Soybeans set for 1st monthly drop since mid-2020 on better US planting prospects
- The US soybean crush likely fell to 4.952 million short tons in February, or 165.1 million bushels, according to the average forecast of nine analysts surveyed by Reuters ahead of a monthly USDA report.
SINGAPORE: Chicago soybean futures edged higher on Wednesday but the market was poised for its first monthly decline since mid-2020 on expectations of higher US planting and improved weather in South America.
Corn was set for a monthly drop for the first time in eight months, while wheat has dropped almost 9% this month after closing marginally lower in February.
"The USDA's (US Department of Agriculture) planting prospects report tonight is perhaps a factor in the fall," said Tobin Gorey, director of agriculture strategy, Commonwealth Bank of Australia.
"Traders would have been less willing to accumulate futures with that report looming."
The most-active soybean futures on the Chicago Board of Trade (CBOT) were up 0.2% at $13.70 a bushel by 0309 GMT. Soybeans were down 2.4% so far in the month, after gaining for nine consecutive months.
Corn was on track for a monthly drop after rallying since August and wheat was set for its biggest monthly slide since February 2019.
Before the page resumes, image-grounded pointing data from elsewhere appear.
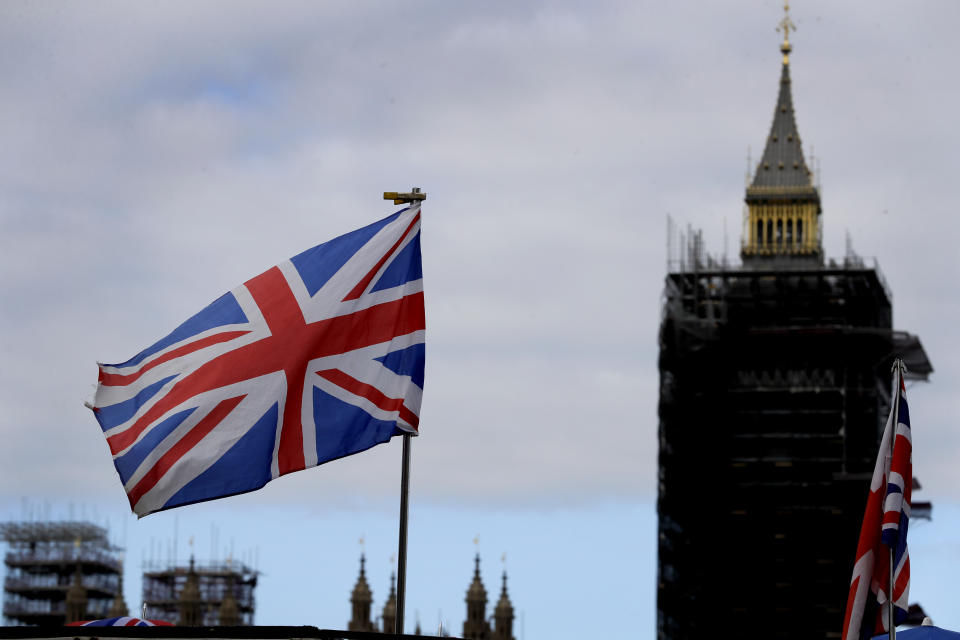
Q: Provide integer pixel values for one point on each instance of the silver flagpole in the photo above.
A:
(415, 195)
(898, 368)
(402, 551)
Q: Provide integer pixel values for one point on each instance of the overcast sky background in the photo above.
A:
(155, 155)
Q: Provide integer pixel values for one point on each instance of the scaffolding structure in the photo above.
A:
(774, 388)
(41, 561)
(162, 587)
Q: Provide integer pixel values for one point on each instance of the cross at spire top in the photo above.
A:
(786, 25)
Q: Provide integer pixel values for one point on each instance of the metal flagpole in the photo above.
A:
(415, 195)
(402, 552)
(898, 368)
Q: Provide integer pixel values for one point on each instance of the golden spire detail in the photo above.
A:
(786, 25)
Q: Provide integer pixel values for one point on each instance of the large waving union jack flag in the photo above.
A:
(317, 358)
(885, 523)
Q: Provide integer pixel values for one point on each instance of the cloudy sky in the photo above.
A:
(154, 155)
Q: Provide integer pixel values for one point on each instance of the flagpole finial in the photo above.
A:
(414, 195)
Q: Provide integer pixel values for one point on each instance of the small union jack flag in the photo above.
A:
(122, 621)
(884, 528)
(317, 358)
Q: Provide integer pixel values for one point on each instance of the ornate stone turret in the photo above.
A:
(229, 615)
(503, 615)
(783, 217)
(389, 616)
(360, 601)
(191, 604)
(475, 627)
(76, 599)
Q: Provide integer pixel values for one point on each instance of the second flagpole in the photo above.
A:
(415, 195)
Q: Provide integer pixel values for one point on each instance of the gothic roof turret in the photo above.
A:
(389, 615)
(504, 607)
(361, 590)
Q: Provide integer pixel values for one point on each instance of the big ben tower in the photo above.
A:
(774, 385)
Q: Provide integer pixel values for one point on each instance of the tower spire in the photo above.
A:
(360, 601)
(786, 25)
(783, 205)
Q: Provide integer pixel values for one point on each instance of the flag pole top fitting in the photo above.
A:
(415, 195)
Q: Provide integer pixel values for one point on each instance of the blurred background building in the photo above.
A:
(59, 572)
(775, 383)
(212, 594)
(476, 626)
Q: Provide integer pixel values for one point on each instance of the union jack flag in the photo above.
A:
(123, 621)
(317, 358)
(884, 527)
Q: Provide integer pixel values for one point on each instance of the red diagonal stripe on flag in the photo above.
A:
(371, 393)
(187, 442)
(119, 379)
(362, 285)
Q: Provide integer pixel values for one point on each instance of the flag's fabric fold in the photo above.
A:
(884, 527)
(317, 358)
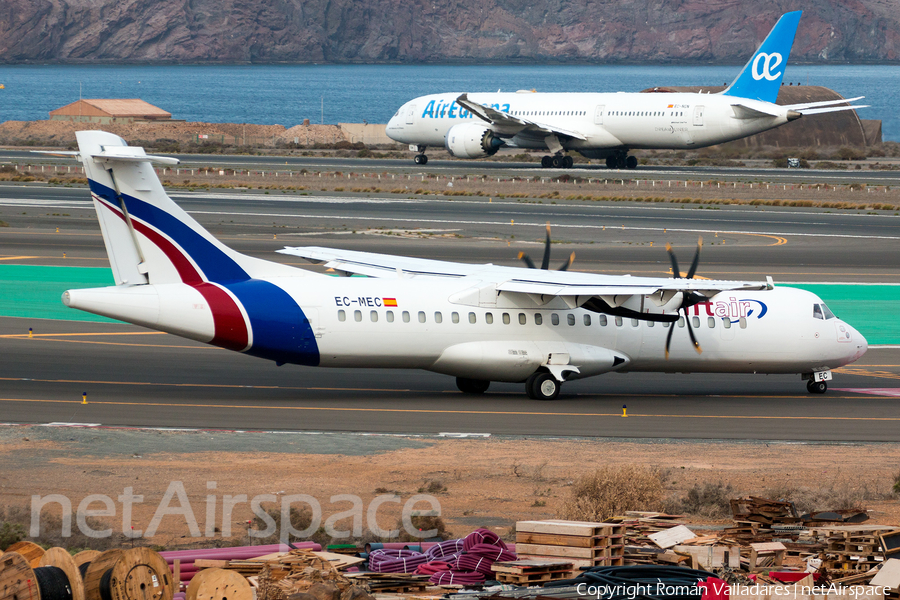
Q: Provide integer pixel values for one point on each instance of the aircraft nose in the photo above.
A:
(859, 345)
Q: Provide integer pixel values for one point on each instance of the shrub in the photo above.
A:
(708, 500)
(609, 491)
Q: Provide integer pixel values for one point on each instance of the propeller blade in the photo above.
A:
(545, 263)
(669, 337)
(527, 259)
(696, 259)
(675, 272)
(568, 263)
(691, 333)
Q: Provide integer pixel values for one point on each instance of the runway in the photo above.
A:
(506, 168)
(137, 378)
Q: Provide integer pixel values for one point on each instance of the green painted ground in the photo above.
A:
(872, 309)
(34, 292)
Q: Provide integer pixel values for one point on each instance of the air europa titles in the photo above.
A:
(438, 109)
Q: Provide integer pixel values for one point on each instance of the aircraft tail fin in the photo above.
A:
(149, 238)
(760, 79)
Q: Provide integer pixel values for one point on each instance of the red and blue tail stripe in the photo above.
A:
(250, 315)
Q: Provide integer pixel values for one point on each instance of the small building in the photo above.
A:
(127, 110)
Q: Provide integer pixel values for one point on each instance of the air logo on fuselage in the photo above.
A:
(769, 62)
(733, 309)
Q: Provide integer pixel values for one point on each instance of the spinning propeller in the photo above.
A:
(689, 298)
(545, 262)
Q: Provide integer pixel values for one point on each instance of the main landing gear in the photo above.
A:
(557, 161)
(621, 161)
(420, 158)
(816, 387)
(542, 386)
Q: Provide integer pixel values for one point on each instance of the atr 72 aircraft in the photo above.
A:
(608, 125)
(478, 323)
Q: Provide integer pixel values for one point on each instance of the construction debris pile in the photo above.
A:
(769, 543)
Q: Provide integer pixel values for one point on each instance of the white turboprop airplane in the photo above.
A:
(608, 125)
(479, 323)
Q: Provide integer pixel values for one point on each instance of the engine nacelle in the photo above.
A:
(471, 140)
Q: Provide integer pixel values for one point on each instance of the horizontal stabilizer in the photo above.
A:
(819, 111)
(745, 112)
(804, 105)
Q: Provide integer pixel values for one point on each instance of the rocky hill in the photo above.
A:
(300, 31)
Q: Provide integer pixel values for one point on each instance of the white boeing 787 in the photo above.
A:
(608, 125)
(478, 323)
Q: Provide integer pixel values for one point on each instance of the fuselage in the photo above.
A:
(618, 121)
(462, 327)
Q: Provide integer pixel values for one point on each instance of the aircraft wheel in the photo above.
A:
(472, 386)
(544, 386)
(816, 387)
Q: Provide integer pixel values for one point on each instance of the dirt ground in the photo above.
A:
(489, 482)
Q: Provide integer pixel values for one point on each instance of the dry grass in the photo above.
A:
(609, 491)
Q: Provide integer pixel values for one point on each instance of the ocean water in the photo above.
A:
(288, 94)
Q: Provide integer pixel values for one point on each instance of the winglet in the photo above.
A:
(761, 77)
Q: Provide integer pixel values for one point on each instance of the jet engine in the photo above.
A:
(471, 140)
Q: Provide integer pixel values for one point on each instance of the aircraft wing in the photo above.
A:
(372, 264)
(506, 124)
(574, 288)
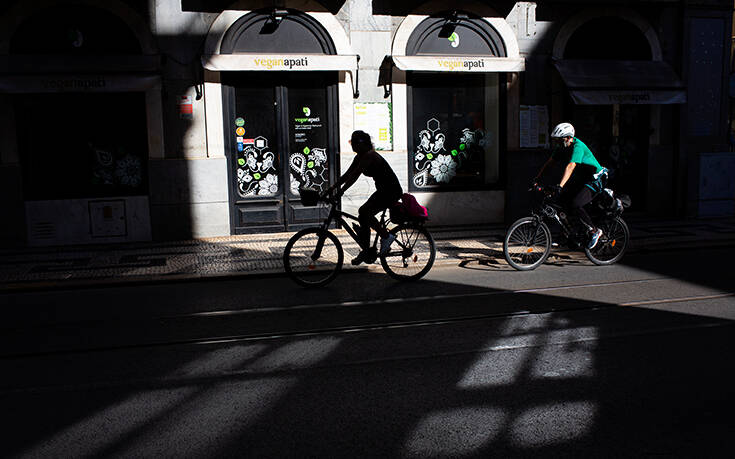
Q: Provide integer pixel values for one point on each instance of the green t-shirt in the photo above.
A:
(579, 154)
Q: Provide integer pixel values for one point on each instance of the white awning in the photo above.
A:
(26, 84)
(279, 62)
(479, 64)
(607, 82)
(628, 97)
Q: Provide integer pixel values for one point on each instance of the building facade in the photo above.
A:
(166, 119)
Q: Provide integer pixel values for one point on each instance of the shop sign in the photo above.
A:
(279, 62)
(628, 97)
(479, 64)
(46, 84)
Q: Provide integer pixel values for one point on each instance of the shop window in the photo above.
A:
(82, 145)
(454, 131)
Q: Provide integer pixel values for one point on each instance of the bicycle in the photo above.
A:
(314, 256)
(528, 242)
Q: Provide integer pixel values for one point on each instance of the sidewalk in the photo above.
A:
(260, 254)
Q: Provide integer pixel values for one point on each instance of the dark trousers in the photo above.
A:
(377, 202)
(575, 201)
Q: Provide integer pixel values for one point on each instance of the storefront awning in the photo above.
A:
(97, 83)
(480, 64)
(606, 82)
(279, 62)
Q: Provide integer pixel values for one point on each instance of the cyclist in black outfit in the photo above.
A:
(370, 163)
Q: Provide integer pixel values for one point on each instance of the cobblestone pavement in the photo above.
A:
(261, 254)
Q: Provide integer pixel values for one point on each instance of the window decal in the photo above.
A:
(256, 172)
(309, 170)
(432, 164)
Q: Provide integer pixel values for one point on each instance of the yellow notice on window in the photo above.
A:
(376, 119)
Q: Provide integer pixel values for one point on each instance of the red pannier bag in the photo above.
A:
(408, 208)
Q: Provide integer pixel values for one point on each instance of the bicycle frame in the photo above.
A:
(342, 218)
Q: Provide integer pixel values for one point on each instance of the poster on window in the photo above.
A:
(534, 120)
(375, 119)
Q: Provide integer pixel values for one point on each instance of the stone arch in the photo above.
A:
(24, 10)
(412, 22)
(228, 18)
(576, 21)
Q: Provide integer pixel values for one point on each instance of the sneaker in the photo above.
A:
(594, 239)
(385, 244)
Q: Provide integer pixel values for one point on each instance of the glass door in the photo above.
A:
(280, 138)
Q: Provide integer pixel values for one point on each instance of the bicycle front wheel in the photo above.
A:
(527, 244)
(612, 244)
(412, 253)
(313, 257)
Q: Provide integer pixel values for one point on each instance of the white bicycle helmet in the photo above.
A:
(563, 130)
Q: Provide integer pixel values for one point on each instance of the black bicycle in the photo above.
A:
(528, 241)
(314, 256)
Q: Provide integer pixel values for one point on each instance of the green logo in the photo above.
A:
(454, 39)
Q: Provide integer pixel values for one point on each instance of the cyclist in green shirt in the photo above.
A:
(583, 176)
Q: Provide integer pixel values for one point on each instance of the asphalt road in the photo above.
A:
(476, 360)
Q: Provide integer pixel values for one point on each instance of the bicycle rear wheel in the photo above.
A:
(527, 244)
(313, 257)
(612, 244)
(411, 255)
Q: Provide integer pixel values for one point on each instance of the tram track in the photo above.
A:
(182, 329)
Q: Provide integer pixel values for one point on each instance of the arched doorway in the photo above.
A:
(616, 92)
(80, 85)
(454, 117)
(281, 118)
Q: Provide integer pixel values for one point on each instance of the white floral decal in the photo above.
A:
(269, 185)
(443, 169)
(256, 171)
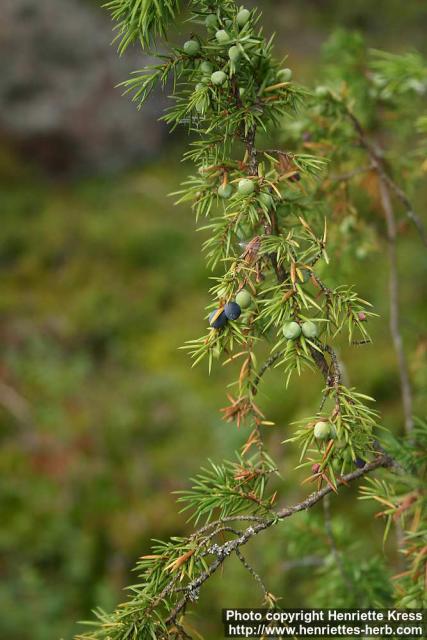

The agricultural markets are bracing for Wednesday's USDA planting intentions and quarterly grain stocks reports, which have a history of rattling the markets.
Analysts on average expect the USDA to project expanded plantings of US corn and soybeans in 2021 versus last year, while March 1 stocks of corn, soy and wheat were seen as the lowest in several years.
China's most-active corn futures on the Dalian Commodity Exchange fell more than 1.5% in early trade before recovering.
The decline this week came as farmers sold off stocks ahead of a new crop planting and as processing and feed companies sat on ample supply, said Meng Jinhui, an analyst at Shengda Futures.
The US soybean crush likely fell to 4.952 million short tons in February, or 165.1 million bushels, according to the average forecast of nine analysts surveyed by Reuters ahead of a monthly USDA report.
Estimates ranged from 164.0 million bushels to 170.0 million bushels, with a median of 164.4 million bushels.
Commodity funds were net sellers of CBOT corn, soyoil, soybean and wheat futures contracts on Tuesday and were net even in soymeal futures, traders said.